James Oberg (www.jamesoberg.com) is a 22-year veteran of NASA mission control. He is now a writer and consultant in Houston.

Source: The Space Review
http://www.thespacereview.com/article/826/1

- LOOK, UP IN THE SKY DEPARTMENT -

HAARP and the Current UFO Flap

It's inescapable--we're in the midst of a weird flap right now. Though UFO reports circulate the world every day, I can't remember getting so many emails each week. Even stranger is that just before it all started, November of 2006, several friends and colleagues mentioned having an unusual feeling that "something" outstanding was about to happen in the UFO world. It seems some people are more sensitive to whatever forces accompany those brilliant lights in the sky.
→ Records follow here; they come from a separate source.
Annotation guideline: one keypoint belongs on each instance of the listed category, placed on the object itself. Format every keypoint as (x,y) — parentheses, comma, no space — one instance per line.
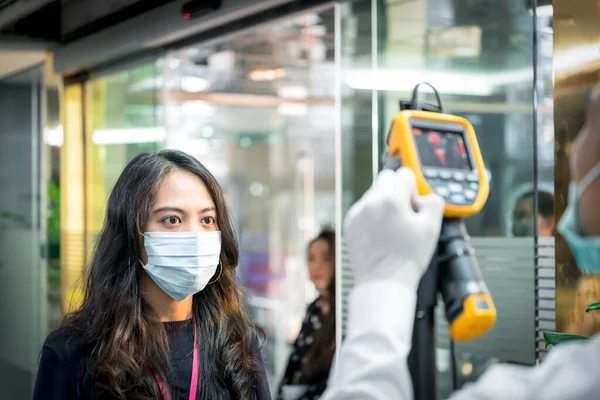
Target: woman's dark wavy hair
(128,341)
(319,358)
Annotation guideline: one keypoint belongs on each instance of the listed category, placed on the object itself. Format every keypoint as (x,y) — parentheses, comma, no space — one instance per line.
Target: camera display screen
(441,149)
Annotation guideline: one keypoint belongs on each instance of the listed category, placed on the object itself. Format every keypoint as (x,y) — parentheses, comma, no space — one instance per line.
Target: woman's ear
(143,254)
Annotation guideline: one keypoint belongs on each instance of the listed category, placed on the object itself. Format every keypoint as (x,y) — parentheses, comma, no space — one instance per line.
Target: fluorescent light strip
(128,136)
(445,82)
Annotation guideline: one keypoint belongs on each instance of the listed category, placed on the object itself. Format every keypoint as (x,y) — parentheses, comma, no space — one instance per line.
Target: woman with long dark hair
(163,316)
(305,377)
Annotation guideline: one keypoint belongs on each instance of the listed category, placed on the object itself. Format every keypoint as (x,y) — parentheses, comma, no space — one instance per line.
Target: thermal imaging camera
(443,152)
Though it's easier to spot illuminated anomalies at night, plenty are seen in the day, as well. Though I've mentioned it many times on the air, here's my opinion of what may be happening right now.

In 1993, the U.S. Air Force, Navy, and University of Alaska began a project called HAARP (the High Frequency Active Auroral Research Project). It basically consists of an Alaskan field packed with a grid of broadcasting antennas. These antennas produce an enormous amount of energy. A huge radio station pumps around 100,000 watts. Imagine putting 100 of those together, and focusing all the energy on a spot a few inches in diameter. HAARP is apparently capable of doing this (and more), pinpointing sections of the earth's ionosphere. Why? There are lots of reasons. The official literature is vague, but the government states they are "studying the properties and behavior of the ionosphere, with particular emphasis on being able to understand and use it to enhance communications and surveillance systems for both civilian and defense purposes."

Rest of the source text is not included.